The Vast Majority of Cloud Services Not Enterprise-Ready
In Netskope’s previous report published in April 2017, it is cited that the average enterprise uses 91 marketing cloud services, and sadly, 94 percent of all cloud apps demonstrated in Netskope’s chart below are not enterprise-ready which means that they do not meet enterprise-level security and compliance requirements.
The enterprise-readiness of cloud services are not the only problem, as many enterprises that use cloud services to enable their employees to collaborate through sharing, editing and updating files on the cloud do not have a comprehensive security protocol to protect sensitive information within the shared files. As a result, this situation leads to increased chances of sensitive data loss through violations of data loss prevention (DLP) activities. Netskope concluded that webmail has the highest occurrence of the policy-violating activity. The report also noted that DLP violations can differ, giving examples of improper downloading of a non-public press release and theft of customer data from CRM by a departing employee.
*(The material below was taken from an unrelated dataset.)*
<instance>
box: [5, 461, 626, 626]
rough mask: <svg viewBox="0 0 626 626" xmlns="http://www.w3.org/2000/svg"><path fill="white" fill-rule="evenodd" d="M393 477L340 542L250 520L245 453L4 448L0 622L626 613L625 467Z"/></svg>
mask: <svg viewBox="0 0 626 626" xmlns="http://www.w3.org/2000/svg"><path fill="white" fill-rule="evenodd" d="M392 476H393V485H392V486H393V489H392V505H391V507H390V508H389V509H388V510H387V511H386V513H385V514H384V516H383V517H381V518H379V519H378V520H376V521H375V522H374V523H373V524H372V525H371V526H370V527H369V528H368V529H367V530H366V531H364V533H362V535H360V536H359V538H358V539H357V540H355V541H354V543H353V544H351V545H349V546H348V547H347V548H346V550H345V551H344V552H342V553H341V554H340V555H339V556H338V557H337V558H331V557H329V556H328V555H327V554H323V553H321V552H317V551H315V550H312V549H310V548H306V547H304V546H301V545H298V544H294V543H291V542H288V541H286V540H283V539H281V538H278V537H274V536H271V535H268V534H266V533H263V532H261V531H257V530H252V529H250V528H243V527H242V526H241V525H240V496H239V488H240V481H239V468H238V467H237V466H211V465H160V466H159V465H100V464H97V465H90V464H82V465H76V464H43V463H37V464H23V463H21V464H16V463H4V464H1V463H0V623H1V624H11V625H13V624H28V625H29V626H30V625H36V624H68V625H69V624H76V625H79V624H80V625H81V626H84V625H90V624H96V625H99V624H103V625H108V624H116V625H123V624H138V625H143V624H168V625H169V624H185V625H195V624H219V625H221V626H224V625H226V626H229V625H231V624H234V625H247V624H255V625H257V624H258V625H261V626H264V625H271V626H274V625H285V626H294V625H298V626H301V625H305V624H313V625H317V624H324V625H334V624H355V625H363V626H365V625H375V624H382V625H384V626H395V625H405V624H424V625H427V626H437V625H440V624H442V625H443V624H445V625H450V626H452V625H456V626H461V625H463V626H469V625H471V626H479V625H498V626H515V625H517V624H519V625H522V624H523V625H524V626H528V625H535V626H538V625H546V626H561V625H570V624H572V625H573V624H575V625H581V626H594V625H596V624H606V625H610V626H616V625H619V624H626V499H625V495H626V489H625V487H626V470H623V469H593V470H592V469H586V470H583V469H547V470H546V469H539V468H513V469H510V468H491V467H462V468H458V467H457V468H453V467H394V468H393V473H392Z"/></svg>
Security is an issue for organizations that concerns not only internal but also external shareholders. In fact, 51 percent of Global Citizens with internet access are discouraged by the lack of trust online, choosing to not engage in online transactions due to privacy and security concerns, a new Ipsos survey for the Centre for International Governance Innovation has found. Therefore, when organizations are assessing a digital experience management system, security should always stay on the top of their criteria in order to maintain their brand integrity across all the digital touchpoints. Organizations also should ensure that all legally mandated content is present on their site, including data protection, privacy policies, terms and conditions, intellectual property protection and corporate disclaimers, while maintaining brand style and the editorial standards.
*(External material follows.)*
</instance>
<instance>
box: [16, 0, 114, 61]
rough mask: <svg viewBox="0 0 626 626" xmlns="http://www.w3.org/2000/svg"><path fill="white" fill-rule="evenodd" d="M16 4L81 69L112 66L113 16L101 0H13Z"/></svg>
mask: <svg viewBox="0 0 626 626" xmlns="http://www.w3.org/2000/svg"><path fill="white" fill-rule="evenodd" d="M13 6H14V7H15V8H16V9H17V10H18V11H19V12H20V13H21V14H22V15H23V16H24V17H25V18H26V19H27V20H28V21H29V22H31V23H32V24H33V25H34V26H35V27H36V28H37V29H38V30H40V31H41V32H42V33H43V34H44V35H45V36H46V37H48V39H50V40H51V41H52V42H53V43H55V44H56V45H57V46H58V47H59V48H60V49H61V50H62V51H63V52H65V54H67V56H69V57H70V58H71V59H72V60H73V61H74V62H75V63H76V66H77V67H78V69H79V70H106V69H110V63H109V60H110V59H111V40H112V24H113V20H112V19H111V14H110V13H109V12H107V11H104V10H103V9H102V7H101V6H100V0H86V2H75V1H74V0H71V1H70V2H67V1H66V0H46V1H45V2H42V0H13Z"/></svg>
Nearly 1 million new malware threats are released each day, and cyber criminals get unauthorized access to your site to steal sensitive data such as credit card information through that malware. As we all know, the importance of creating a collaborative environment around integrated workflows, business processes, data streams, and applications is getting bigger and bigger within organizations. However, keeping track of what content is seen by whom has become one of the major challenges for enterprises dealing with booming collaboration and document services, considering 15.8% of documents in cloud file sharing services have sensitive information. Unfortunately, an alarming amount of those files shared can be seen by anyone in the organization without needing any specific permission. More importantly, a concerning proportion of shared documents can even be found through search engines. Therefore, while taking advantage of this emerging technology, it is also extremely critical to maintain sensitive content security with context-aware identification, filtering, and classification.
Before ensuring customers and employees that their information is in safe hands and their data hasn’t been compromised, first, organizations must make sure they do not use a malware-infected website or system. To detect and expel malware from their website, adopting an intelligence-driven context-aware security solution may reduce the risks.